葬儀というと亡くなった人の冥福を祈り、遺された人が次のステップに踏み出していけるようにするための式典というイメージがあります。

そのイメージは実際のところ間違えているものではないのですが、実は最近の姿を見ると、葬儀は必ずしも人の為だけに行われるものではなくなってきました。では誰のために行われるのかというところで出てくるのが、ペットです。犬や猫、鳥などのペットは、他の人から見ると単なる動物でしかありません。ですがそのペットと何年間も同じ空間で過ごしてきた人は、その動物に対して非常に強い愛情を抱くのです。

つい昨日まで一緒に過ごしていた愛する家族がいなくなってしまうのですから、ペットのために葬儀を行うということは非常に自然なことです。最近では全国各地でこうした式典をビジネスとして行う葬儀社が出てくるようになってきており、積極的な業者だと人が中々移動させることのできない大型犬などに対応するため、火葬設備を備えた車を持つようにもなりました。
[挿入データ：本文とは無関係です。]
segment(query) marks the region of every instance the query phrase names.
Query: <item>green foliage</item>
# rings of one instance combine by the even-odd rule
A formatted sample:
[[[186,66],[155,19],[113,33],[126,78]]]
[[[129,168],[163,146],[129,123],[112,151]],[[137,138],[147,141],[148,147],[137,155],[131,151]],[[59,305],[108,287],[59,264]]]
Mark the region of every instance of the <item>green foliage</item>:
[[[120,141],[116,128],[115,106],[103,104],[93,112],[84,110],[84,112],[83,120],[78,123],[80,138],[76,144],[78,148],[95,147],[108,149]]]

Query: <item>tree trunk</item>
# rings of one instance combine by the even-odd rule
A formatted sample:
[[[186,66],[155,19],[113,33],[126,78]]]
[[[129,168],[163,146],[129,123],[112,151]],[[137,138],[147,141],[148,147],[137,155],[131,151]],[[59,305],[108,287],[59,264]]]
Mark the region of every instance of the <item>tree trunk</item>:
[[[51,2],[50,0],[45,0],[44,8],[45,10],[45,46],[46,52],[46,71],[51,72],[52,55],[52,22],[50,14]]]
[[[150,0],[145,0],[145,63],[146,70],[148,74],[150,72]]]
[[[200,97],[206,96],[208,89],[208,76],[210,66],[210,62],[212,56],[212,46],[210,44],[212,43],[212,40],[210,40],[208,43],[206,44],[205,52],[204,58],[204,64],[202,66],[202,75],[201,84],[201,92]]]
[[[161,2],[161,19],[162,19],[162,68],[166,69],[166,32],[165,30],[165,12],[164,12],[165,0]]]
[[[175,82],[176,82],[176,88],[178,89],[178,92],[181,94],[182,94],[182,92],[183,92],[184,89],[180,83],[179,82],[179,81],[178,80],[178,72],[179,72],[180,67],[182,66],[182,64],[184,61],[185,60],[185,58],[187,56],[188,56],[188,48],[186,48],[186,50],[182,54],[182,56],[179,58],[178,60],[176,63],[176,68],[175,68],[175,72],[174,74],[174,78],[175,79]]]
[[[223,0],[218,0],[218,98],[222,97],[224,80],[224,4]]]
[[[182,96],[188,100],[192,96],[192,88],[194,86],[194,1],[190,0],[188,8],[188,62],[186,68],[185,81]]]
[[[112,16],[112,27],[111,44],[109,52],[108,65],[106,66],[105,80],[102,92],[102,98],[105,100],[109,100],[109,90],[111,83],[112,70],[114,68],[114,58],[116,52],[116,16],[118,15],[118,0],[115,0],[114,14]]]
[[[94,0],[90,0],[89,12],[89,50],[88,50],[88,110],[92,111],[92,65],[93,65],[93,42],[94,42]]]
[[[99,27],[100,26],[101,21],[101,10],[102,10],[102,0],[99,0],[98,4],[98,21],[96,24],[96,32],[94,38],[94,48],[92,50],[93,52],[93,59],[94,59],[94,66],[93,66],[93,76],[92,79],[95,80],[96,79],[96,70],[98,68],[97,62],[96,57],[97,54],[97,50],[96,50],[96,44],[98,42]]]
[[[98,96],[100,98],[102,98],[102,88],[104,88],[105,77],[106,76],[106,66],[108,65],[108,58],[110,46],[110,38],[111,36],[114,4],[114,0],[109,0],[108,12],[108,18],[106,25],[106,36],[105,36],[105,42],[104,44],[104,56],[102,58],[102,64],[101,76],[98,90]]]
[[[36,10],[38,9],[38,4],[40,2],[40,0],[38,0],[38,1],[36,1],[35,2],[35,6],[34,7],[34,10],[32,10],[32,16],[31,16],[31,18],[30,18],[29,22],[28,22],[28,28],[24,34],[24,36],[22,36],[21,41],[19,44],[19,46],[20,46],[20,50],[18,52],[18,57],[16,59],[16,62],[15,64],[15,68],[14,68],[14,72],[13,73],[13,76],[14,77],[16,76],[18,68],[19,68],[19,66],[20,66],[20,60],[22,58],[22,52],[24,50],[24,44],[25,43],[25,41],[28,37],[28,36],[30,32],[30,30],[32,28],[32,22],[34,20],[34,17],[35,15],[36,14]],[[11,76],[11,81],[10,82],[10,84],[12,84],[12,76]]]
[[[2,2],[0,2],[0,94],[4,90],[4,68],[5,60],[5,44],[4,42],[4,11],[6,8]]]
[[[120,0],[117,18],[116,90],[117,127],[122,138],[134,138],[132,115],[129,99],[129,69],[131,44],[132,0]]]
かつてからペットの死ということは、そのペットとともに生きてきた家族たちにとって非常に大きな問題となっています。特にペットのことを心から愛していた人になると、ペットがいなくなってしまったことで精神に非常に深いダメージを負うこともあります。こうした症状はペットロス症候群として呼ばれていますが、そうした症候群を防ぐためにもペットの為の葬儀は意味のあることなのです。